Usury is the action or practice of lending money at unreasonably high rates of interest.

e.g. money lenders that prey on desperate people who need money but who won't be able to afford to pay back the money.

Let's say you sign a work contract because you urgently need a job, but the work contract is not in your favour. Or you agree to be contracted out at low rates but you have to pay most of your income to a middleman who found you the very low paying job because of an agreement you signed since you had no other income. That's why I like the word usury. It is in religious context wrong but not wrong in legal context.

He signed a ____ work agreement because he had been unemployed for a year and was desperate and hungry.

Edit: Clarification. The agreement doesn't break any employment laws as it is casual employment through a middleman who takes 8 times what you earn. You agreed to your rate at the start of the contract.


7 Answers 7


I'd go with exploitative:


making use of a situation or treating others unfairly in order to gain an advantage or benefit.

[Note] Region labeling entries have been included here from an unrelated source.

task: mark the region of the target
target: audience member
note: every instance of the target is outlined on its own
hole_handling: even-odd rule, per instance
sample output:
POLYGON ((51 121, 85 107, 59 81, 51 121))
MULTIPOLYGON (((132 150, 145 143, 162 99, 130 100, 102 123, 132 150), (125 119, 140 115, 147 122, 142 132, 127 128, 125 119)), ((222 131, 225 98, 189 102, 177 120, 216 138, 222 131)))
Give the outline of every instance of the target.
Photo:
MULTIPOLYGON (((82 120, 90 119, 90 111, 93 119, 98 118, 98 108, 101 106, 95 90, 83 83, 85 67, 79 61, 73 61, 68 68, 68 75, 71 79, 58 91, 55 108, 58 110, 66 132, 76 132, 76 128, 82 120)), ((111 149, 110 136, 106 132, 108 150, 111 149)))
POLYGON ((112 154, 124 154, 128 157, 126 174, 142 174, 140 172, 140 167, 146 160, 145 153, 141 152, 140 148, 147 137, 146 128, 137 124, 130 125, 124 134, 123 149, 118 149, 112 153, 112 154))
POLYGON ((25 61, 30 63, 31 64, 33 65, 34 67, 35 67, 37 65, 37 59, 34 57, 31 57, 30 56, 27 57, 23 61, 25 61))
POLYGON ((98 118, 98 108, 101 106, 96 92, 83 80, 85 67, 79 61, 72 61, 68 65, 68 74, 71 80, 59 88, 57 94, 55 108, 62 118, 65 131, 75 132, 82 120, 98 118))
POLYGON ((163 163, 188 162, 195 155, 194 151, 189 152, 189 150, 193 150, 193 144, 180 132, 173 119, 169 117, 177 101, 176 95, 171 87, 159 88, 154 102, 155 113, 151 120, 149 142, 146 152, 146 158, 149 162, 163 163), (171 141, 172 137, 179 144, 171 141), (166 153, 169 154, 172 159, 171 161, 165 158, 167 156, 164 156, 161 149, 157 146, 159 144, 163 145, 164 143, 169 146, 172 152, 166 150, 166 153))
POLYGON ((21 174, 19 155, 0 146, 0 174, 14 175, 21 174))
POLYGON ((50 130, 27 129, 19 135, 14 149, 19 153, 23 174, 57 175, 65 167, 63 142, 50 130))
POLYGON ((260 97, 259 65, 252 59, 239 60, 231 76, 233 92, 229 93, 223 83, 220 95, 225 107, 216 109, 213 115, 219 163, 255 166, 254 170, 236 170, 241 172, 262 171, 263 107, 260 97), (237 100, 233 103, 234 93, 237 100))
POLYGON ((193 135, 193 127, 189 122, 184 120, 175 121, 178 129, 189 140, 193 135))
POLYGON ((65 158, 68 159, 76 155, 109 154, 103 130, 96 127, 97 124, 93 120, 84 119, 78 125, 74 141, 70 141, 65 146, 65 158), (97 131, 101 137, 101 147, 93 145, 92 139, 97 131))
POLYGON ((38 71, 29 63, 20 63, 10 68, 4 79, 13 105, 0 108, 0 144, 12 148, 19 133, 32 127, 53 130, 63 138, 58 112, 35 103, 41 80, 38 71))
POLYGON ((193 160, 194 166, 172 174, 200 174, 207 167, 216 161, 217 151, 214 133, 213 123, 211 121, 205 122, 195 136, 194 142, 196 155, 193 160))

"an exploitative form of labor"


Drops in precisely in your template (after a swap from "a" to "an"):

He signed an exploitative work agreement because he had been unemployed for a year and was desperate and hungry.

It's similar in meaning to "extortionate", but it's more specific to your case of exploiting a situation, rather than "extortionate", which involves creating the situation through force or threats. You didn't impoverish the person in question, you just took advantage of their desperation.

  • yes. "extortion" is wrong since the person being extorted did not seek the help of the extortionist.
    – releseabe
    Commented Jan 21, 2021 at 2:04

I would call this a predatory work agreement although I don't think there's a specific term (excepting the legal term that 66974) posted.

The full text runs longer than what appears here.